GP practices have been given £112 million in funding to contribute towards employing an additional 1,500 pharmacists by 2020.
This move is welcomed, following a government announcement five months ago that cuts of £170 million would be made to pharmacy contracts, which could lead to the closure of up to 3,000 pharmacies.
The new investment is part of a wider plan to expand the number of GPs by 5,000 and drive up the numbers of other supporting primary healthcare professionals. This will see an additional £2.4 billion invested each year in general practice services by 2020 to 2021, with investment rising from £9.6 billion a year in 2015 to 2016 to £12 billion a year in 2020 to 2021.

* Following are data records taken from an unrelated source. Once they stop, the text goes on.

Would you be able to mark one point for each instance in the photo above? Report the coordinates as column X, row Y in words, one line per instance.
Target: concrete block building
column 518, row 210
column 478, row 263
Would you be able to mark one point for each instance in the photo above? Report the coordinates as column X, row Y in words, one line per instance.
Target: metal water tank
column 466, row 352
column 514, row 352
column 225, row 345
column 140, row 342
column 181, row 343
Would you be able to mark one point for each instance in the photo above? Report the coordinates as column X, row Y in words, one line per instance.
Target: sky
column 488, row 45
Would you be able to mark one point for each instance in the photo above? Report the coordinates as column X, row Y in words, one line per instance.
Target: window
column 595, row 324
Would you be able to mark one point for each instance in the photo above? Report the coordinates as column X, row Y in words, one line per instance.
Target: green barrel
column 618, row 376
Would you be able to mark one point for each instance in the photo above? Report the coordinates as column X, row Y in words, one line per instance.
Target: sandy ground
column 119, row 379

Sandra Gidley, chair of the Royal Pharmaceutical Society English Pharmacy Board, said: "The creation of ... new jobs for pharmacists, in an era of austerity where value must be proven rather than assumed, shows a strong commitment to the profession from the very top of NHS England."

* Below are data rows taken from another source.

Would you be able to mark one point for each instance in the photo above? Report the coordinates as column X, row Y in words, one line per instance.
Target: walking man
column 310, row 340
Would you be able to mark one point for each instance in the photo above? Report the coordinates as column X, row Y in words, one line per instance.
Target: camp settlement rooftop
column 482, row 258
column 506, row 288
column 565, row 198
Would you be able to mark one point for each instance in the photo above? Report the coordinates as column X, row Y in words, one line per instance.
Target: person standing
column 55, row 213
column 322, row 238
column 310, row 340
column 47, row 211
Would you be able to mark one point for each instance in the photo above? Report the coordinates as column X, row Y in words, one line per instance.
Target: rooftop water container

NHS England is putting a particular focus on expanding the number of pharmacists working in GP surgeries to "enable every practice to access a clinical pharmacist across a minimum population on average of 30,000 - leading to an extra 1,500 pharmacists in general practice".
A pilot, which will see 470 pharmacists working in more than 700 GP practices over the next three years, is receiving a high level of support from the healthcare industry.
In addition, NHS England is planning to open its clinical pharmacist training programme to practices that have directly funded a clinical pharmacist.